I try to use CTCLoss from https://github.com/SeanNaren/warp-ctc ,
but it always returns loss = inf/nan for large batch size. Maybe someone know how to fix it? Thanks in advance.

Can you post a minimal gist or so to reproduce?
(I.e. precompute outputs and target and just have your ctc application.)
It works for me but acts funny on invalid inputs etc.

Best regards Thomas

Yes, it small sample which should recognize mnist sequence

import cv2
import numpy as np
import torch
from torch import Tensor
from torch import nn
from torch.autograd import Variable

from warpctc_pytorch import CTCLoss

criterion = CTCLoss()

batch_size = 256
for i in range(10):
    labels = Variable(torch.from_numpy(np.random.randint(0, 10, (batch_size, 2))).int()).view(-1)
    acts = Variable(torch.randn((2, batch_size, 11)), requires_grad=True)
    act_lens = Variable(Tensor([2] * batch_size).int())
    label_lens = Variable(Tensor([2] * batch_size).int())
    loss = criterion(acts, labels, act_lens, label_lens) / batch_size
    loss.backward()
    print("loss: {}".format(loss.data[0]))

So can you please grab an example acts, labels, act_lens and label_lens and make a thing that only has 1 file and just the call to criterion? That would be much quicker to look at. Or you could print the types and shape of these and see if there is anything suspicious.

Best regards

Thomas

Ok, I maked sample is minimalistic which reproduce error.
If batch_size = 1 then it’s works, but if batch_size = 32, for example, I get loss value as inf.

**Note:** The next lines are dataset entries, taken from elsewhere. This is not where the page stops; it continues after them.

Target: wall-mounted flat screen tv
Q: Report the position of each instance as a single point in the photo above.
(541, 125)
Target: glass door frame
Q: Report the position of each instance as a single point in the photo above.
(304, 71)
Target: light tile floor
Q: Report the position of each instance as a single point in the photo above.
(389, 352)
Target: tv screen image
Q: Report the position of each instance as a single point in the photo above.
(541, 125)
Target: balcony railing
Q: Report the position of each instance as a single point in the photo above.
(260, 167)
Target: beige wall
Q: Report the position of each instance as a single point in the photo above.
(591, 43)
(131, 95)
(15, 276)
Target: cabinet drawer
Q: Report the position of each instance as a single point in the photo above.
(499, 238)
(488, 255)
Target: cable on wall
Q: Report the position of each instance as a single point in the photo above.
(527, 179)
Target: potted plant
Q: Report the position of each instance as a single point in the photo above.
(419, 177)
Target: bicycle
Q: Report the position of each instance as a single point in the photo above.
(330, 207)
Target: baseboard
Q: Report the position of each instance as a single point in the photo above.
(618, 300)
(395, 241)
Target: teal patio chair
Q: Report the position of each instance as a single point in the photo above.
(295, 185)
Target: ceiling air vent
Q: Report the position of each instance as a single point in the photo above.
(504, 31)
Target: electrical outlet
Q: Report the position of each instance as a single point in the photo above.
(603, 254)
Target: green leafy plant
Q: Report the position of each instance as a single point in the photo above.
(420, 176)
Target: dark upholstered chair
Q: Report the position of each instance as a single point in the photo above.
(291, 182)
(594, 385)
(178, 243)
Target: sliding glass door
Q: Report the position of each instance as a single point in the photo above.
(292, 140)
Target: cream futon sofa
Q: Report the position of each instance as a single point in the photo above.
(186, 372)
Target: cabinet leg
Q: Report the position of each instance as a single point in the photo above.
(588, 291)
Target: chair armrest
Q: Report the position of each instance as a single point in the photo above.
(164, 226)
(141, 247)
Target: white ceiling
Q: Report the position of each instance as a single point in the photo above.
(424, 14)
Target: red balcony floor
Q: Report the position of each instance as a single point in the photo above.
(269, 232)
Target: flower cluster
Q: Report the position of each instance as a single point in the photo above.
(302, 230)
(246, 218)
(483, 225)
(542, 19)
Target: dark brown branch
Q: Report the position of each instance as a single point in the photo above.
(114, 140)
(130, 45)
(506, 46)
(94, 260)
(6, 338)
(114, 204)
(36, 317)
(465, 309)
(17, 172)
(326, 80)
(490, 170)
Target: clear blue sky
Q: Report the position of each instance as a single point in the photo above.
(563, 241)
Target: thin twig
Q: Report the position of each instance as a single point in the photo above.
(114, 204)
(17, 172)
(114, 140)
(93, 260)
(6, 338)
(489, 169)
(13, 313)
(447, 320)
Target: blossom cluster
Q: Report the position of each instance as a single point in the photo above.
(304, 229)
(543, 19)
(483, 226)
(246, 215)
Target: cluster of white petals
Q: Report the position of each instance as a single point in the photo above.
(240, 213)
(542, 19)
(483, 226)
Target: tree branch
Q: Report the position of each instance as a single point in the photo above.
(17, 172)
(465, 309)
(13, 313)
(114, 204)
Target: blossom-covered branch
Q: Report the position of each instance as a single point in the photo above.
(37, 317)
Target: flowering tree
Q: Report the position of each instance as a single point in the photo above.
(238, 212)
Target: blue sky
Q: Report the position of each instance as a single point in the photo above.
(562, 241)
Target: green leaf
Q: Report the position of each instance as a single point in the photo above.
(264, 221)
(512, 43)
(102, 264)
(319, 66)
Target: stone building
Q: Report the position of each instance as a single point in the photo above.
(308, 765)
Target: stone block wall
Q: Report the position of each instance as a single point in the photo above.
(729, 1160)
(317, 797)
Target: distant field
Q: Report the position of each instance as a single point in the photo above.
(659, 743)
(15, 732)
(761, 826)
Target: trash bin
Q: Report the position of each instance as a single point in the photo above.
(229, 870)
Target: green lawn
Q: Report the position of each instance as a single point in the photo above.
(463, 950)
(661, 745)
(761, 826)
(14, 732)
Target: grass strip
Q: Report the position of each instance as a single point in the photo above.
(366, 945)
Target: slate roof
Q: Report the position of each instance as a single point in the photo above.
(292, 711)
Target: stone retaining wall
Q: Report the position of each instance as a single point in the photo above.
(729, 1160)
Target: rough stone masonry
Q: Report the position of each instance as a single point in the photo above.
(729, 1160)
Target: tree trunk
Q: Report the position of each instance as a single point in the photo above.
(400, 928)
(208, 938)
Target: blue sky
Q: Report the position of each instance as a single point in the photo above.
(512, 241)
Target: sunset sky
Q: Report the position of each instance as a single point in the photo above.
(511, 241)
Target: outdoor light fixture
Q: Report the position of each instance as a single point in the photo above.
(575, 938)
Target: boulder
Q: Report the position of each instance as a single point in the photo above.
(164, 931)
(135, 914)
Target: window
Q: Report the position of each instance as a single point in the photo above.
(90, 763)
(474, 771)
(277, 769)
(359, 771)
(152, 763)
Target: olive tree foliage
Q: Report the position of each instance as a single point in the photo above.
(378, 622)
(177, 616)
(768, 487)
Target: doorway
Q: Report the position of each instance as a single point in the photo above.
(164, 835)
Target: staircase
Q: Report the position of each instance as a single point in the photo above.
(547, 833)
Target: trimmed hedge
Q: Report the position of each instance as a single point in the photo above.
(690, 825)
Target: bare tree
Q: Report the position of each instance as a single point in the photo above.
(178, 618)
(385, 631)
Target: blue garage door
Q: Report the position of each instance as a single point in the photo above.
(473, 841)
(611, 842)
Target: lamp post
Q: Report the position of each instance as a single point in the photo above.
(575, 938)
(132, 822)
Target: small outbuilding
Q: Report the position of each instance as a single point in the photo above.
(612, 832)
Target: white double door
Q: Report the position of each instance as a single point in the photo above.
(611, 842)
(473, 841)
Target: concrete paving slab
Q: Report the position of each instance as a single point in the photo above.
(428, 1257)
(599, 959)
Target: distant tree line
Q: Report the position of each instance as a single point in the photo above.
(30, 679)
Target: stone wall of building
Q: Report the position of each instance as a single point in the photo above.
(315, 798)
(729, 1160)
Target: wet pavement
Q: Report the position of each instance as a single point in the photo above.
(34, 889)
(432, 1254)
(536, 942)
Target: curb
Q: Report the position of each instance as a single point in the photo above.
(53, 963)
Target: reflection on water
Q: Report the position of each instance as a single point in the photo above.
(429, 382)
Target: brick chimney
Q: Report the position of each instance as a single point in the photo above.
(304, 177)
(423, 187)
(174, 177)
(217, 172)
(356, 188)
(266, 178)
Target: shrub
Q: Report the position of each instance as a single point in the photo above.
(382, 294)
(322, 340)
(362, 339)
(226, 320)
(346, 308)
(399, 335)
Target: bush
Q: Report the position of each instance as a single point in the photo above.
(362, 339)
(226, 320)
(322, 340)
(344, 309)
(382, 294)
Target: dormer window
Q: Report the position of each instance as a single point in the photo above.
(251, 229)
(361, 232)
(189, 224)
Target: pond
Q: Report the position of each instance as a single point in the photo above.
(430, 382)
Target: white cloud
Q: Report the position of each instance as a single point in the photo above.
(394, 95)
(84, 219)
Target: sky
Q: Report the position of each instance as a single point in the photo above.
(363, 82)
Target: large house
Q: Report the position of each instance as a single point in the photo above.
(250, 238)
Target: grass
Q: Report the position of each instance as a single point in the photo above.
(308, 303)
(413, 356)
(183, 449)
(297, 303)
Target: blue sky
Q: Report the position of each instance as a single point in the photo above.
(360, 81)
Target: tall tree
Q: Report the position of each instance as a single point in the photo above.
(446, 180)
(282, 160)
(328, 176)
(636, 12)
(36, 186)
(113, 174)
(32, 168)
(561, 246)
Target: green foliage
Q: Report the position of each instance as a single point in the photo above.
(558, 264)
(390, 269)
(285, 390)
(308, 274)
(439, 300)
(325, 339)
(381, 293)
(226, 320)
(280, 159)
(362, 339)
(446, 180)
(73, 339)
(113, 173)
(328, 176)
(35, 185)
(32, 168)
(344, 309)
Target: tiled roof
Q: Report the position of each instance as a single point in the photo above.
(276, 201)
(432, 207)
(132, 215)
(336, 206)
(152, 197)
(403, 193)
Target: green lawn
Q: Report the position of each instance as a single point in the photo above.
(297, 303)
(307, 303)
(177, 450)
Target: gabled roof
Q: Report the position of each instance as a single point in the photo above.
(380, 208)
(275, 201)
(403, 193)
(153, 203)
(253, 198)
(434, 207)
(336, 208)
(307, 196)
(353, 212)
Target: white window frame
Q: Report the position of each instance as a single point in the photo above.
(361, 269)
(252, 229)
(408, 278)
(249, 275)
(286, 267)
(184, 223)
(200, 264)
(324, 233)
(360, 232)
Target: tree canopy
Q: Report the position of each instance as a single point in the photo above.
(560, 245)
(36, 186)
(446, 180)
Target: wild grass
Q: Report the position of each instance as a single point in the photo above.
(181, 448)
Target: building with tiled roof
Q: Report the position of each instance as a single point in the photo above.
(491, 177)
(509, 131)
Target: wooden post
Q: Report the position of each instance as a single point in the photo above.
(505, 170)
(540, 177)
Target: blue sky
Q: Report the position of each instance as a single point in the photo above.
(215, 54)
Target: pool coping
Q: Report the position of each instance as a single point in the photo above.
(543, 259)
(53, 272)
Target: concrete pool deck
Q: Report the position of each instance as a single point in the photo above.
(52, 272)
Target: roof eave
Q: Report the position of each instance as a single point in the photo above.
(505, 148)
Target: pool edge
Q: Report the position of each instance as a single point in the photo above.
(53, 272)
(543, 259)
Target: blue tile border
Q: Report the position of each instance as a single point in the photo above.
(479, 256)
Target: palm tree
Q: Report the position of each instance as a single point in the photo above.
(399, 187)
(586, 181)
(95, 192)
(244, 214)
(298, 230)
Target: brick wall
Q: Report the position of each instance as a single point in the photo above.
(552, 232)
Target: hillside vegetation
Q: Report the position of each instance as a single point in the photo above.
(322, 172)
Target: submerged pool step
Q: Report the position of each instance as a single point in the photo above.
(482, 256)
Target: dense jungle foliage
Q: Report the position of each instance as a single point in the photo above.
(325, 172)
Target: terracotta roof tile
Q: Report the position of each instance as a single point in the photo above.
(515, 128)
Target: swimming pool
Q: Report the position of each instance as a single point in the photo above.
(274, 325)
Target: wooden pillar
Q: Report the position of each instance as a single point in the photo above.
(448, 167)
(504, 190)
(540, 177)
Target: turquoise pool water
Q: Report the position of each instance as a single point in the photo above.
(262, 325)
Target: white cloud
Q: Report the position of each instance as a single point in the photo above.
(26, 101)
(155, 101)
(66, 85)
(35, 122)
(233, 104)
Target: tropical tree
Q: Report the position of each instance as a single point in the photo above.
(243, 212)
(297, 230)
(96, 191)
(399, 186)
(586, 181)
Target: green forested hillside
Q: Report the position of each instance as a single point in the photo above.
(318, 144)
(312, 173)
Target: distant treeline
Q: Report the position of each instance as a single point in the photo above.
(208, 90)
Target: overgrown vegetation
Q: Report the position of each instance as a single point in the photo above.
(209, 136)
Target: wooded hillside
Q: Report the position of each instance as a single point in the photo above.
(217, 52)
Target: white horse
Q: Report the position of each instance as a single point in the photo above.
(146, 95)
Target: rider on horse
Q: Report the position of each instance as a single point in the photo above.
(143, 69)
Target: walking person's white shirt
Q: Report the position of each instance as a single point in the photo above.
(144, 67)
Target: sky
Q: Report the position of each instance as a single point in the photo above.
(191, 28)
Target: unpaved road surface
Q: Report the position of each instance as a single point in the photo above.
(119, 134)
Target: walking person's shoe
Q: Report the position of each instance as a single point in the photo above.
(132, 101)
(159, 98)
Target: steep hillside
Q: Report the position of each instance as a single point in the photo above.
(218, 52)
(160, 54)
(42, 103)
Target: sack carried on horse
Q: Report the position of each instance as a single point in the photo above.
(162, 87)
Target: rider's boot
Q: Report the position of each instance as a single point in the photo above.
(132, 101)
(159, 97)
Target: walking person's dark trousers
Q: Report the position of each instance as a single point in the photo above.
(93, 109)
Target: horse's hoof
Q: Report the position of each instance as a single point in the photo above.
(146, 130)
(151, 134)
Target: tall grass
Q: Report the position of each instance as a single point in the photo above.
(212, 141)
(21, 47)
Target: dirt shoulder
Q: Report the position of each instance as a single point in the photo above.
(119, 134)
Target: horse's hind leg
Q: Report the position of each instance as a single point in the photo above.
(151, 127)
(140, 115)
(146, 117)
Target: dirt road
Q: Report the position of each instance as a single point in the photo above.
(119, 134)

With the random label code you posted above, the one problem seems to be that 0 should not be in the labels. If I change the labels to

    labels = Variable(torch.from_numpy(np.random.randint(1, 10, (batch_size, 2))).int()).view(-1)

(note the lower limit of 1 in randint), I get losses of about 5±0.3.
The 0 label is reserved for blank rnn output with the warp_ctc implementation.

Best regards

Thomas

1 Like

Thank!

It’s strange that 0 label is reserved for blank label instead of, for example max_label + 1 (with max_label as input parameter for loss function).